Seniors are frequently reluctant to do estate planning. Whether they are superstitious, are convinced that they are at no immediate risk or are just uncomfortable with the prospect of discussing these issues, they often defer planning until it has become too late. An accident or incapacitating illness may rob them of the ability to plan. The costs of long term care can be devastating. When meeting with clients, we present alternative planning strategies that will help to qualify a client for Medicaid in the event that they later require long term care at home or in a nursing home. Our planning helps seniors maintain control and maximize the resources that may be available for their care.

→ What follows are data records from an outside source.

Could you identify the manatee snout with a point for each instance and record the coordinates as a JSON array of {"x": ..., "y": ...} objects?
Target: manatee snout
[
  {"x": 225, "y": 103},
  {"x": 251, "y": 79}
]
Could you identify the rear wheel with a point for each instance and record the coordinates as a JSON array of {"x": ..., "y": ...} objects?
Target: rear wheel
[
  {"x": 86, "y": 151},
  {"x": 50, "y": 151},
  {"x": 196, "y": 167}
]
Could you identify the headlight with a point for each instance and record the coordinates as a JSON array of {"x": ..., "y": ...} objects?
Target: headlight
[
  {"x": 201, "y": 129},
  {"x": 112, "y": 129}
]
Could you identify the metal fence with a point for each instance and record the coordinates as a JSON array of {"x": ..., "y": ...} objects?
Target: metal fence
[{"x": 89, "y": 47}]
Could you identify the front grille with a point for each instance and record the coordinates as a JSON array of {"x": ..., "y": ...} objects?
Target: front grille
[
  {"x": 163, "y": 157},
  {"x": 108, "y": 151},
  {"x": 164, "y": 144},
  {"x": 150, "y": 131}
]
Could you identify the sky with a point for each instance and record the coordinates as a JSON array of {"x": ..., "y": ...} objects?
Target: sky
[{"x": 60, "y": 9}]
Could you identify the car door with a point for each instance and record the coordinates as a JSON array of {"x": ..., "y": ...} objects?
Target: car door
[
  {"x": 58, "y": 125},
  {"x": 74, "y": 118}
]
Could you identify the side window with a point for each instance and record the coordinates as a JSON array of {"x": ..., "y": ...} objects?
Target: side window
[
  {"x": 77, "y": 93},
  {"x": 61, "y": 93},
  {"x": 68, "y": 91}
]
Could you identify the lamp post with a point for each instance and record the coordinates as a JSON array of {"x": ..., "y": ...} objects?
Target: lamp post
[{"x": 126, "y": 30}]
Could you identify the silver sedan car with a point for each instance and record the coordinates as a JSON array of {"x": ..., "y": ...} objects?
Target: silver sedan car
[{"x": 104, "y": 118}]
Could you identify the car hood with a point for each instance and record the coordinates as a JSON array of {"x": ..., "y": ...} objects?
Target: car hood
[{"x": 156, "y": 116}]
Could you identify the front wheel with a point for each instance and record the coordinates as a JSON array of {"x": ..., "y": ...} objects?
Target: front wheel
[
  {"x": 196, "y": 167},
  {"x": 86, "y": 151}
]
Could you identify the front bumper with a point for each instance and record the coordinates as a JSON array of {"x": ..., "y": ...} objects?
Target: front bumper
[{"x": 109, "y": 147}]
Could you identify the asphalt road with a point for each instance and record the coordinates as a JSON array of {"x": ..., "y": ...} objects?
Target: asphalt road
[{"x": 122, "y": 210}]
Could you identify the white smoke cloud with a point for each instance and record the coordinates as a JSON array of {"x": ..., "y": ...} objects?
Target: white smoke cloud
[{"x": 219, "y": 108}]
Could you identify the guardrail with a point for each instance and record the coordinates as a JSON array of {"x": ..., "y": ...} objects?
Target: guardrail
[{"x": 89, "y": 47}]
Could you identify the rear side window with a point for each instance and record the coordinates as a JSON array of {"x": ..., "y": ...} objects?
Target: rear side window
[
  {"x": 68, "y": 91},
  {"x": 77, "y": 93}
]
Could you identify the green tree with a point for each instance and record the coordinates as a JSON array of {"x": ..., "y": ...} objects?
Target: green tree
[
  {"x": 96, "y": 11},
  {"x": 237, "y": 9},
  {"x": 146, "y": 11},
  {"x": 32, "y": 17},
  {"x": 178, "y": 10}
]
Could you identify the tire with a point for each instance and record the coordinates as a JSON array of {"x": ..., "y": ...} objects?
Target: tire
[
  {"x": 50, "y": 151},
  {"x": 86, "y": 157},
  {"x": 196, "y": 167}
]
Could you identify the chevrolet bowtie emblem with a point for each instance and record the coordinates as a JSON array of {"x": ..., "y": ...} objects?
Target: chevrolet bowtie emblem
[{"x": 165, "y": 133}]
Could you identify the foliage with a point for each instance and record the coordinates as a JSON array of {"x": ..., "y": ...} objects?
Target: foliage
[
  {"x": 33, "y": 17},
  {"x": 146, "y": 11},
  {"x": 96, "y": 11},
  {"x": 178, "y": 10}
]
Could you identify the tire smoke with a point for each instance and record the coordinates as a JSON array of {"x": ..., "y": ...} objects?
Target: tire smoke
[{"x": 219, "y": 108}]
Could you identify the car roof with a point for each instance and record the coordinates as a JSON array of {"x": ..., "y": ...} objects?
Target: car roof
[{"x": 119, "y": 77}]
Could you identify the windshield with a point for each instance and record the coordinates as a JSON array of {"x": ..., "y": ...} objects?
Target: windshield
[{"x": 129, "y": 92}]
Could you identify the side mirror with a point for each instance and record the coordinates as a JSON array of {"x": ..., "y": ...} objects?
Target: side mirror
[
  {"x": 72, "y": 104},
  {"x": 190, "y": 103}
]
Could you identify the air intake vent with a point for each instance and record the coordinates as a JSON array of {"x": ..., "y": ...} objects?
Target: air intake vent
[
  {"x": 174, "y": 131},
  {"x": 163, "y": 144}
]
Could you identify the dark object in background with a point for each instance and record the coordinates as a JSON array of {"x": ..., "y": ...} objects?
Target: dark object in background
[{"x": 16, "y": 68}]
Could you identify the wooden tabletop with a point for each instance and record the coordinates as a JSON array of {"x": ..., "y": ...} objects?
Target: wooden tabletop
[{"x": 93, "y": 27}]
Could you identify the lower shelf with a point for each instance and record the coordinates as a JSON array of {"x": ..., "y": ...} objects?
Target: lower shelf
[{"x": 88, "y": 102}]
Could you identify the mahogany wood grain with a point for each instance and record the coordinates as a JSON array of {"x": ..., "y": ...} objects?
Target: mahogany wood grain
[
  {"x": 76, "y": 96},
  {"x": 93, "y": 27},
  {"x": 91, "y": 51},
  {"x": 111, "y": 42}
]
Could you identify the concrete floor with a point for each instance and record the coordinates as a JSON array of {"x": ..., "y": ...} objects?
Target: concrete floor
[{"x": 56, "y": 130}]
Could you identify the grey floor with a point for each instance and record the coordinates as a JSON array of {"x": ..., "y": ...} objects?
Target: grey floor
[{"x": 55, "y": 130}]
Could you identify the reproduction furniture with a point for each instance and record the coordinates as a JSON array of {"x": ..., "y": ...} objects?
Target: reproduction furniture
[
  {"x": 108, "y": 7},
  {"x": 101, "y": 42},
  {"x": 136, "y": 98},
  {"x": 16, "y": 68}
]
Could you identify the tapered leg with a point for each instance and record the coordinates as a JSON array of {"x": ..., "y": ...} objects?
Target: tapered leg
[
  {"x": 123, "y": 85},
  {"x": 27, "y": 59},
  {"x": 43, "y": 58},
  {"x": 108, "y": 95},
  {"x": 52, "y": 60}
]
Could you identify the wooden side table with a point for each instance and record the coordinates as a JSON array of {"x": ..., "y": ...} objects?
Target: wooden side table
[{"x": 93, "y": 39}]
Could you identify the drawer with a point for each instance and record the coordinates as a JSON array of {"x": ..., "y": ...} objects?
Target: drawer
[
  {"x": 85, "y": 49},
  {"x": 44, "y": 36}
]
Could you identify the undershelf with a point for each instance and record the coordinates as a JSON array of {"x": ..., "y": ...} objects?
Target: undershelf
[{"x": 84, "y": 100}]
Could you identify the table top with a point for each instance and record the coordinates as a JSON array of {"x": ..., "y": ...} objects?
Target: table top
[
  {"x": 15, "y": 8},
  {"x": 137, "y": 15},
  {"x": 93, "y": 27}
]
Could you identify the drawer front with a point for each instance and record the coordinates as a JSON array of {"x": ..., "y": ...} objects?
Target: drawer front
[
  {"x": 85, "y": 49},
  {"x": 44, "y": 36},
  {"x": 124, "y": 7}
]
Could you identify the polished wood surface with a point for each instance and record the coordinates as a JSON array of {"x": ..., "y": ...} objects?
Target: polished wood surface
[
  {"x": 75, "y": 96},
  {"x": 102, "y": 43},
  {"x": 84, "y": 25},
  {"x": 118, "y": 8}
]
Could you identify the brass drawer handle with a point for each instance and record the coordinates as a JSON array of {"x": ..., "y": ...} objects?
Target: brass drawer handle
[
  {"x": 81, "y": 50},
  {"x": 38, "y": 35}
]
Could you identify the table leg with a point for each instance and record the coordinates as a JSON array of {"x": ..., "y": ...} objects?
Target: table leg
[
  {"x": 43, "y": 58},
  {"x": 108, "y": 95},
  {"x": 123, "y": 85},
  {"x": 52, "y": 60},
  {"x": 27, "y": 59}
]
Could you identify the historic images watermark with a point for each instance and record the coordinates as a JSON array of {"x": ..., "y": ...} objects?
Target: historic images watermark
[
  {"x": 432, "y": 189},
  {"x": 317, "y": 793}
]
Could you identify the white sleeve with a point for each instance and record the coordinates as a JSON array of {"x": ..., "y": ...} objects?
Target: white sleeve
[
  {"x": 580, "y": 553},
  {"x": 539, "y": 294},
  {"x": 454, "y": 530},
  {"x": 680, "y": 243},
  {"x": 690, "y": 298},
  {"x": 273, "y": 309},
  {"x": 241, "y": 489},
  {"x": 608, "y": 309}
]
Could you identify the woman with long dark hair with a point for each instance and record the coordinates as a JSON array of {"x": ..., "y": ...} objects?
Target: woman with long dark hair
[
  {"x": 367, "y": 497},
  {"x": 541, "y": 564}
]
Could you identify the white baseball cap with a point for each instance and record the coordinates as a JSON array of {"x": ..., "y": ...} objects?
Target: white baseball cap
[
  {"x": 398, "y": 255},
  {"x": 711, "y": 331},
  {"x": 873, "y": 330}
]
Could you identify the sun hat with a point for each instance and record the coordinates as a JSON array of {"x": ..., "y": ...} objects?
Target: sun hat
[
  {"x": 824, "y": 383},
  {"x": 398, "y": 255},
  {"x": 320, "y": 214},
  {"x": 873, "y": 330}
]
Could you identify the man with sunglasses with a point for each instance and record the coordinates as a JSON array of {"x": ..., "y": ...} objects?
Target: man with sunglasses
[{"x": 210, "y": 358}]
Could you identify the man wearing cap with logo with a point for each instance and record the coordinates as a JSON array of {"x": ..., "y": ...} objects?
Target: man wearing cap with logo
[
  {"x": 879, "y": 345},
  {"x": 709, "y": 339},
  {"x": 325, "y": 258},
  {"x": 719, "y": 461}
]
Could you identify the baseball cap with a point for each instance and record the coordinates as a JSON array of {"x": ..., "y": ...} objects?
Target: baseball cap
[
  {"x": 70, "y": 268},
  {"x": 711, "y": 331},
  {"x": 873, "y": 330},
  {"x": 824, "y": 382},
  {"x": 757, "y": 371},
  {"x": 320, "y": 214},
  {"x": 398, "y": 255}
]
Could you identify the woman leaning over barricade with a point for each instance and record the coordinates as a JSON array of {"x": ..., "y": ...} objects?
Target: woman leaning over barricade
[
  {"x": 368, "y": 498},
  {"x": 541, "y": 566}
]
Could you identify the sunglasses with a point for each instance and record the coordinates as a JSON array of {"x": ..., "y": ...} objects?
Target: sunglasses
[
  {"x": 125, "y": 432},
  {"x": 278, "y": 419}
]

And what about those who have already done their planning? Do not believe that this is a once-in-a- lifetime event. When we meet with our clients to sign their estate planning documents we make a point of advising them that their plans should be reviewed whenever there is a significant change in their life or circumstances: marriage, divorce, illness, birth, death. Changes in the law can also affect estate planning. For this reason, we offer our clients a complimentary review every 3 to 5 years and send reminder letters to encourage this review. Many clients take advantage of this invitation to review the viability of an existing estate plan or to ascertain what, if anything, should be done when new circumstances arise. Unfortunately, some clients do not. This may result in lost opportunities. Beneficial planning techniques which could have been incorporated to take advantage of a change in circumstances are lost. Laws may have changed, rendering obsolete strategies that were important when the documents were first prepared.
For instance, the value of your estate plays a critical role in the way an estate plan is crafted. It is customary for attorneys to take into account the value and anticipated growth of their clients’ assets when evaluating whether to incorporate tax planning. In 2011, the maximum amount that could be protected from federal estate tax, per person, was $5,000,000. In 2018, the threshold for federal estate tax increased to $11,000,000. Estates that previously required tax planning no longer require that protection and, in many circumstances, the tax saving structure is counter-productive. However, this is not something that most clients would identify without an attorney’s review. If we do not see a client again until the first of the couple has passed away, we cannot effectuate a change after the fact.
Clients and their loved ones do not always remember the instructions that we give them during our meetings. They often make mistakes that could have been avoided. Some forget that certain Medicaid planning can be augmented before the death of a well spouse. Waiting to reach out to us can cost a family many thousands of dollars in costs for care that could have been paid by Medicaid.
Estate plans should be fluid. They should address our current needs and reflect our current intentions, but as our lives change and our families age, the plans require tweaking. Like a mobile, the smallest change can significantly alter the plan’s effectiveness.